Breakfast (which you can order till the place closes, at 3 in the afternoon) makes that meticulousness clear. Corned Beef Hash & Eggs is on the opposite end of the scale from the sticky, cat food cohesiveness of many a version. This one’s an original, a kind of chunky griddle-fry where big strips of meat mingle with home fries, and everything’s gilded with melted cheese — another example of Tiongco’s fearlessness about shaking up the short-order canon. Mostly it works because of the potatoes: chunky red-skinned taters parboiled and — instead of a heat-through on the flattop, which is most home fries’ downfall — crisped in the deep-fryer. In lesser hands that could mean a plate sweating Fryolator grease and speeded-up expectations for Plavix, but the kitchen here is a marvel of the steady temperature (which obviates greasiness) and the artful blot.
Hands down, bacon is the apotheosis of Rico’s artfulness. I know, right? Diner bacon: sometimes chewy, with stubborn clots of rubbery fat that failed to render, sometimes brittle and burnt-tasting from over-rendering. But even badly cooked bacon is never really bad — I mean, it’s bacon. Tiongco’s technique is a marvel. He precooks it on the griddle, and then, to order, tosses it in the deep-fryer. What emerges are strips so thin, so delicately crisp, you realize you’ve spent your entire life so far in love with something unrealized, and more or less shitty. Quite simply, Rico’s bacon lifts anything it shares the plate with.
That might include thick and velvety French Toast Sticks (made with Acme levain and garnished, on the day I tried them, with crisp wedges of Fuyu persimmon). Or the Oaktowner, one of those eggs-and-pancake or French-toast-and-meat-of-your-choice combos.

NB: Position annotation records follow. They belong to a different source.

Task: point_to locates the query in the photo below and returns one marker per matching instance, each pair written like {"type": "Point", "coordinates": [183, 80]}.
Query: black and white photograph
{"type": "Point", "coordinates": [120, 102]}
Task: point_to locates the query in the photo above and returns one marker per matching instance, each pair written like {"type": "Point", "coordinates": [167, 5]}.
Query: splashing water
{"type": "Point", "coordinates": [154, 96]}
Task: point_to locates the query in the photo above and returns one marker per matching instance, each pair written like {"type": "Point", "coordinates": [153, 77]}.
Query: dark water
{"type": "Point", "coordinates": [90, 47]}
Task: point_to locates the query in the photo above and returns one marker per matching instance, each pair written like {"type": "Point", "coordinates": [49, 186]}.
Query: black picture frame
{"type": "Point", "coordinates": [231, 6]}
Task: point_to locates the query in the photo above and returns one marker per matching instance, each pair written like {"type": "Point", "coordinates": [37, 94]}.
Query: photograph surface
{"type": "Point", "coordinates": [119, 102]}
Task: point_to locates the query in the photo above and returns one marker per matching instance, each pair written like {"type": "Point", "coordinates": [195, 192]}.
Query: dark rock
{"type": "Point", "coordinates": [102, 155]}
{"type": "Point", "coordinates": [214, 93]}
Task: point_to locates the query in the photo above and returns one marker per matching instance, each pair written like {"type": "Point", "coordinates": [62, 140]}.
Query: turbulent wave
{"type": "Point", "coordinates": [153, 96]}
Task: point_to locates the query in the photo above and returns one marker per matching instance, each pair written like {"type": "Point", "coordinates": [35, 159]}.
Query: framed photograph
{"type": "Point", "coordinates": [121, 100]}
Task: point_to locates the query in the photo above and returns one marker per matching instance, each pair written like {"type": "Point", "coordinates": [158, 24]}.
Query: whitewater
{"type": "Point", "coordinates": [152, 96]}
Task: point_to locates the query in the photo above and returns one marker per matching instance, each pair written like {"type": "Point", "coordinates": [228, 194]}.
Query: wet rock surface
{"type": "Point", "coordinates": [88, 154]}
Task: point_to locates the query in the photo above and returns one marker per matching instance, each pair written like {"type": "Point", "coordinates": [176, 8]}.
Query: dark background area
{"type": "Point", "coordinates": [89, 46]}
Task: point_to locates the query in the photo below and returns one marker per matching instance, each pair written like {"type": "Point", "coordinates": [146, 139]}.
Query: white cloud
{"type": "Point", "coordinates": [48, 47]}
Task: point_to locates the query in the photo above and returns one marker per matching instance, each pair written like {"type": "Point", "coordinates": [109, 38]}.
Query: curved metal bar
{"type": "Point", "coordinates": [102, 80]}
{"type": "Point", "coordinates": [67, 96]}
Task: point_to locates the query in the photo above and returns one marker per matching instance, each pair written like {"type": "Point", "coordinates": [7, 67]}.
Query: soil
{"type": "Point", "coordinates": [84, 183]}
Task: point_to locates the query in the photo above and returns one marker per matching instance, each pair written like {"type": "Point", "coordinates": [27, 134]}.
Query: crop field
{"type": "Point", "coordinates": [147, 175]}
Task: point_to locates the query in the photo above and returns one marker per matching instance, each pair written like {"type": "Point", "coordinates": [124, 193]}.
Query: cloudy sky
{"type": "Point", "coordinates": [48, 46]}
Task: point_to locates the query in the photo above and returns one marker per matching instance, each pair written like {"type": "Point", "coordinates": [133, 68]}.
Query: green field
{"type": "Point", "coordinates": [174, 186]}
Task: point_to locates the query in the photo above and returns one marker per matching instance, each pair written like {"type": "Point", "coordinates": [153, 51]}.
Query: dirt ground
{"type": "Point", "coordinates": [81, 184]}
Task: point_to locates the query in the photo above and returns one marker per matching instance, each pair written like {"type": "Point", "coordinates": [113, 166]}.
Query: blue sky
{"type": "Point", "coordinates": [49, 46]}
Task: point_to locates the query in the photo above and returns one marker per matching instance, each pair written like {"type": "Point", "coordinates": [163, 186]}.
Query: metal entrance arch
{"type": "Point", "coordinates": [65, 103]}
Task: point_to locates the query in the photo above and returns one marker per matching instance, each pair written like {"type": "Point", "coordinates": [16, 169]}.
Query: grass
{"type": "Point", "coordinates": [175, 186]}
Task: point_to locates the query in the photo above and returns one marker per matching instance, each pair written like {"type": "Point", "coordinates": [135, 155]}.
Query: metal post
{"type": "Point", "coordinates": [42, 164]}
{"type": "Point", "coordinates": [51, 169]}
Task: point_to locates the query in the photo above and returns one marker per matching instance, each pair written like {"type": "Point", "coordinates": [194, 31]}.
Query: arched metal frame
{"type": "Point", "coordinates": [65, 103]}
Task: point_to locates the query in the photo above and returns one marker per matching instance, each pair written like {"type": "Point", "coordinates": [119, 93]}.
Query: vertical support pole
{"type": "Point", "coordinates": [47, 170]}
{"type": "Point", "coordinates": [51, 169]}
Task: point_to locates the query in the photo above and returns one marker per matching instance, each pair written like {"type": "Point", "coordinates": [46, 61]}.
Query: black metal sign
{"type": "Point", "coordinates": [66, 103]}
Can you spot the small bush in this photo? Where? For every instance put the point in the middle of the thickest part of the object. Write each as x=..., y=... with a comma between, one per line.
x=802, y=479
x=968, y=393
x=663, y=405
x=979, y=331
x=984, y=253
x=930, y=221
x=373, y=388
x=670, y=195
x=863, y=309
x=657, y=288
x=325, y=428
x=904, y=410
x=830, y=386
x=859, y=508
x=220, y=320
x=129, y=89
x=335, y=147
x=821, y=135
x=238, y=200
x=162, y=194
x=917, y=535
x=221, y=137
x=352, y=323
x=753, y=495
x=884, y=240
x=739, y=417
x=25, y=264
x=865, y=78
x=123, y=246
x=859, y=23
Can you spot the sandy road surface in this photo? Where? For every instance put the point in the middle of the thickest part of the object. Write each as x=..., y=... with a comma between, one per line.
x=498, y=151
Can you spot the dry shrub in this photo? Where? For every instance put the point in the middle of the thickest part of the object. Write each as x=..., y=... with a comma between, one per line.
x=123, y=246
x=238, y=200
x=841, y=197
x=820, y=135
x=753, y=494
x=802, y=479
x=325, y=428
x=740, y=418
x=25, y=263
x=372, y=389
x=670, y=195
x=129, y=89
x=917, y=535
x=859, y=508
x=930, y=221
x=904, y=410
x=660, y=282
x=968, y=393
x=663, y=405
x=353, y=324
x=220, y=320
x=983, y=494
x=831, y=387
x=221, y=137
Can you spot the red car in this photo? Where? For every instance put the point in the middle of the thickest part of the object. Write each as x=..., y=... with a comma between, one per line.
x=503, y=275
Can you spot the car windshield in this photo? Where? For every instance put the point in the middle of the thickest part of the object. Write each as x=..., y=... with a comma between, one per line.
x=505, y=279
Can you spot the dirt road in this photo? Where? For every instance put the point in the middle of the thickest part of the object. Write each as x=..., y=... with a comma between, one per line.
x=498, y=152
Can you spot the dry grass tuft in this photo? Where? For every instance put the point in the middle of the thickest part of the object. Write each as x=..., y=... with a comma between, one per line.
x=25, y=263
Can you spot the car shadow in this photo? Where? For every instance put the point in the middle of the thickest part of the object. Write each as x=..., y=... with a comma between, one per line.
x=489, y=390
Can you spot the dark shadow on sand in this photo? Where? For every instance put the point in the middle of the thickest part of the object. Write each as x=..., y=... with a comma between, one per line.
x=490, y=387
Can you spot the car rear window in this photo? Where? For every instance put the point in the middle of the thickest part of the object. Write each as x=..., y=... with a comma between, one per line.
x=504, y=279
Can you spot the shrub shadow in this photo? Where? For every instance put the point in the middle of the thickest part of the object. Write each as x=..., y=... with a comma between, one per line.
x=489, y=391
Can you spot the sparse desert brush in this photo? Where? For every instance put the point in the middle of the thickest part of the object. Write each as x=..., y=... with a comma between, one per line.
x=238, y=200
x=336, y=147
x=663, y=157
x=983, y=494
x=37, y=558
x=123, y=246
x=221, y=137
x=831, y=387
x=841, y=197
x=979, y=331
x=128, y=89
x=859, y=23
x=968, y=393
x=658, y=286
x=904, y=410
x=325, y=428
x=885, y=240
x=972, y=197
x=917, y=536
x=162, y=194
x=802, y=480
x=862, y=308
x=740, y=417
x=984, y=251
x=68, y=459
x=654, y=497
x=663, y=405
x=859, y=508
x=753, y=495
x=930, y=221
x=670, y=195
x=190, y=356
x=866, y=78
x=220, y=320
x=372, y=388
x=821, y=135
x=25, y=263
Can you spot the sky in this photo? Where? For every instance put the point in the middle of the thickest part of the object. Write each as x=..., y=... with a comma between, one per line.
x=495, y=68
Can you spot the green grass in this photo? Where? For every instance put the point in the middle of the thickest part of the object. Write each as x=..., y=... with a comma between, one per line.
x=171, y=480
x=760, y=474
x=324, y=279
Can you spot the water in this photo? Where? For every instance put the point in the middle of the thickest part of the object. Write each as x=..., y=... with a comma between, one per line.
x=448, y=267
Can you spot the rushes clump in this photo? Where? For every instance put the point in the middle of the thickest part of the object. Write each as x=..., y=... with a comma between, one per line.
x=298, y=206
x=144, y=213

It’s the classic short-order matrix, in a restaurant where the owner’s love for the format combines with local flavor in a way that suggests the possibility of rehabbing a tattered genre. Amazing. —John Birdsall
Rico’s Diner. 400 15th St. (at Franklin St.), Oakland. 510-444-8424. Hours: 8 a.m.-3 p.m. Mon-Fri; 10 a.m.-3 p.m. Sat; closed Sun. Cash only.